17 Aug 2015

China: has there been an official cover-up?

The chief engineer of the Tianjin Environment Protection Bureau, Bao Jingling, says there’s no problem with air pollution after last week’s massive chemical explosion. Luckily the wind is blowing out to sea.

But does anyone believe him? In China they’re calling government information around the disaster the “Pinnochio version of events”. The assumption in China these days is that officials lie and cover up whenever there’s an environmental catastrophe.

Earlier, the Tianjin police department said the danger to the public was “extremely small”. The most popular comment on the post said it was a lie. Another response was: “Bulls***. Everyone in the area can smell it.”

Official records systematically under-estimate air pollution in Beijing by minimising the number of days when it’s acute and downgrading the levels of pollutants in the air. The Tianjin explosion is even worse: residents seem to have been unaware that they were living within a kilometre of a company that imported and exported a million tonnes of dangerous chemicals every year, storing sodium cyanide in the same compound as flammable liquids and compressed gas.

“We don’t know if there will be further leaks in the future. We don’t know anything,” said one of a hundred or so protestors who gathered in front of a hotel where officials were holding a press conference. Chinese journalists have asked the obvious questions: what exactly was being stored? Did government officials know? What are the laws covering the storage of such hazardous materials?
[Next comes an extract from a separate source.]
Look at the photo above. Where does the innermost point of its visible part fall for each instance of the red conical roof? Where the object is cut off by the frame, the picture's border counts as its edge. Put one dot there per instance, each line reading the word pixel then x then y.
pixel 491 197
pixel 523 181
The response has been “We will check.” No-one knows, it seems, or if they do, they’re not prepared to say.

Such lack of information contrasts with the government’s extreme efficiency in locking up journalists and activists saying things they don’t like on Weibo, the Chinese equivalent of Twitter.

“You squirrel yourself away and quietly make a post to Weibo, and a few minutes later they know it was you who did it,” wrote journalist Jia Jia. “But days after the explosions, they still don’t know just what on earth Ruihai International Logistics had in their warehouse. Does that sound plausible?”

One reason is the close, often nepotistic and corrupt links between businesspeople and local officials. The chairman of Ruihai Logistics, Li Liang, who is reported to have been arrested, is said by foreign-based Chinese journalists to be the nephew of Li Ruihuan, a retired member of China’s Politburo. The company promises “excellent service, high efficiency, large-scale development,” and boasts about safety inspections but it looks like window dressing. There have been five large explosions at chemical factories in Chinese cities since April and as yet no major enquiry into the safety culture in country.

Yesterday China’s premier, Li Keqiang, visited the site – he waited until the air cleared, said cynics, comparing his slowness to get to Tianjin with his speedy arrival at other disasters.

“We have to assure the public, not only by words but with facts and statistics,” he said. Trouble is, no-one believes the Chinese Communist Party’s facts and statistics and the handling of this deadly incident has done nothing to change that.

Jia Jia berates the online community mourning the dead with emojis of candles rather than asking hard questions. “If we don’t ask why, these incidents will keep happening, one after another,” he said.